When building the Exoscale public cloud offering, we knew that a simple object storage service, protected by Swiss privacy laws, would be crucial. After looking at the existing object storage software projects, we decided to build our own solution: Pithos.
Pithos is an open source S3-compatability layer for Apache Cassandra, the column database. In other words, it allows you to use standard S3 tools to store objects in your own Cassandra cluster. If this is the first time that you’ve looked at object storage software, then you may wonder why Pithos is built on top of a NoSQL database, but it’s not all that unusual.
Object storage is, of course, a problem of storing and retrieving data. If you’re doing it right, then it’s a problem of storing and retrieving data at scale: many concurrent connections and open-ended potential for total data size.
These are problems that Cassandra has, by and large, already solved. It scales horizontally, so adding more nodes is a relatively simple solution when the data size increases and when the number of concurrent connections grows.
In a Cassandra cluster, each node is equal: There’s no master. Instead, each node owns part of a hash space and the location of individual pieces of data is found by performing a hash on its row key. If this is new to you, think of the Cassandra cluster like a street with each node being a block of apartments. Individual row keys are the apartments within the block. There’s no need to have someone at the end of street to tell you where to find each apartment.
That means that there’s no single point of failure and it allows Cassandra to make multiple active copies of each thing it stores. This is ideal for maintaining availability of the objects to be stored.
Dealing With Eventual Consistency
The flip-side of availability is eventual consistency.
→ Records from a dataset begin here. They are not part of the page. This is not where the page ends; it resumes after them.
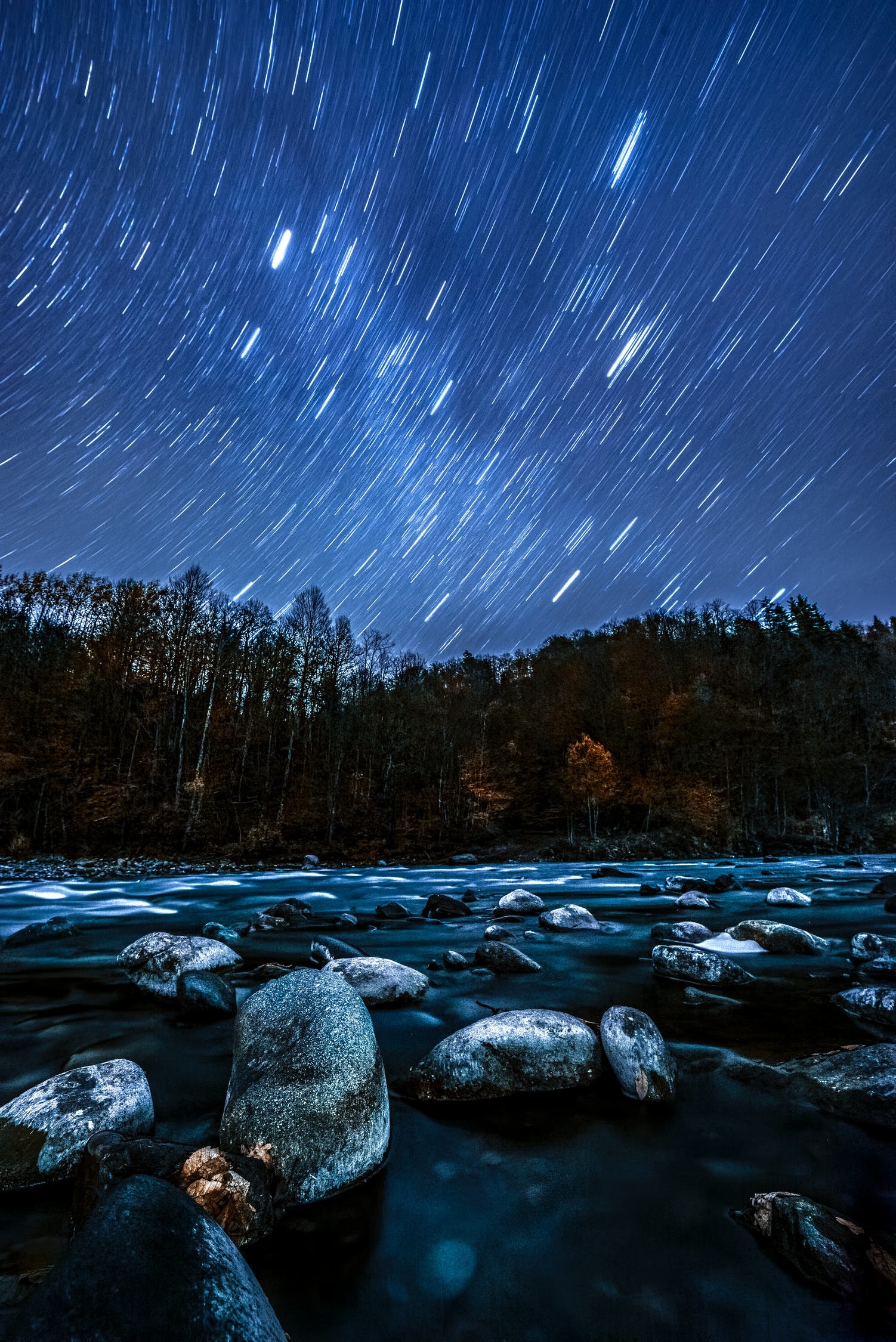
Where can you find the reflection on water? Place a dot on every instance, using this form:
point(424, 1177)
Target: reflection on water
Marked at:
point(571, 1216)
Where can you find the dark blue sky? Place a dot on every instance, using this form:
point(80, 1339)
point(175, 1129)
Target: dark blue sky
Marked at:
point(569, 289)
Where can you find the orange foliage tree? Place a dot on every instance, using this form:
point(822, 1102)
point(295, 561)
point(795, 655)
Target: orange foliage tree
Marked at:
point(589, 777)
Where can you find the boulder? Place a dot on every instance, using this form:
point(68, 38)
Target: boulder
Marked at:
point(505, 960)
point(871, 945)
point(693, 899)
point(856, 1083)
point(698, 965)
point(686, 932)
point(510, 1054)
point(290, 910)
point(827, 1248)
point(202, 994)
point(780, 938)
point(156, 961)
point(149, 1263)
point(308, 1093)
point(786, 895)
point(870, 1006)
point(446, 906)
point(42, 932)
point(454, 960)
point(638, 1054)
point(45, 1130)
point(498, 932)
point(380, 983)
point(521, 902)
point(574, 919)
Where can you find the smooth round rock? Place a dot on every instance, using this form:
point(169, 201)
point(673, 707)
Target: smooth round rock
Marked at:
point(636, 1051)
point(156, 961)
point(698, 965)
point(780, 938)
point(786, 895)
point(148, 1264)
point(521, 902)
point(380, 983)
point(574, 919)
point(308, 1093)
point(505, 960)
point(45, 1130)
point(871, 945)
point(511, 1054)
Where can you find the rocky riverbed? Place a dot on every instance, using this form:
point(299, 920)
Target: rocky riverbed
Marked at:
point(466, 1102)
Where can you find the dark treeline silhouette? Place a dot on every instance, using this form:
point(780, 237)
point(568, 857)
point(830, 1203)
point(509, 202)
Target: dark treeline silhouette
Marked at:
point(137, 717)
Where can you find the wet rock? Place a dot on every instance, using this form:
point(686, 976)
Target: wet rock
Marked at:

Keeping data available for reads and writes, even in the face of some kind of failure, means that the various copies have the potential to get out of sync.
So, as Cassandra saves three copies of each object you write to Pithos then there is the chance that those copies could diverge. In practice, the circumstances that lead to a problematic divergence are rare in a healthy cluster. The most likely divergence scenario is this:
Actor 1 writes a new version of an object to Pithos.
Pithos saves that to Cassandra node A.
Actor 2 requests the same object from Pithos, which in turn reads it from Cassandra node B.
Cassandra replicates the new version from node A to nodes B and C.
In that case, Actor 2 reads the slightly older version of the object before the new version has a chance to replicate from node A to node B.
But that’s okay. Eventual consistency is baked into the S3 way of doing things. Only one operation requires atomicity: changing bucket ownership and Pithos handles such operations in a strongly consistent manner. For reads, the S3 protocol allows the possibility of serving an older version of an object but compares checksums to avoid serving stale data.
Diving Into Pithos
Pithos itself is written in Clojure and, so, runs alongside Cassandra on the JVM. It’s an Apache 2 licensed project with the code available on GitHub.
It’s actually a relatively small daemon, that lets Cassandra get on with doing most of the work. So, what does Pithos itself do?
Pithos has three main functions. It:
provides an S3 API compatible endpoint.
chunks objects into 8 kB pieces then writes them, and accompanying metadata, to Cassandra.
retrieves an object’s chunks from Cassandra and serves them back as the whole object.
So, when you store a file using Pithos, here’s what happens:
- Pithos validates your credentials to access the cluster, destination bucket, and object.
- It then chunks your object into those 8 KB pieces.
- It writes the chunks to Cassandra and maintains a map of where they are in the metadata.
Let’s look at the architecture of Pithos.
There are four main components to Pithos:
Keystore: authentication information for each tenant.
Bucketstore: metadata on each bucket.
Metastore: object metadata.
Blobstore: a directory of the individual chunks that make up each object.
Although the keystore is usually a simple config file, each of the stores could be a separate Cassandra cluster meaning that your Pithos cluster can scale massively.
Pithos is also open to swapping out the back-end for any of these stores. For example, if you want the keystore to integrate with a broader corporate authentication service then you can write an integration and then instruct Pithos to use it.
How We Use Pithos at Exoscale
At Exoscale we’ve been running our public object store using Pithos since 2014, storing many terabytes of data, and it has become core to the business of many of our customers.
Pithos is also in use across the world powering private object stores and we’d love to hear from you if you’re also using it. It’s in active development and we absolutely love to receive pull requests!
Published at DZone with permission of Matthew Revell, DZone MVB. See the original article here.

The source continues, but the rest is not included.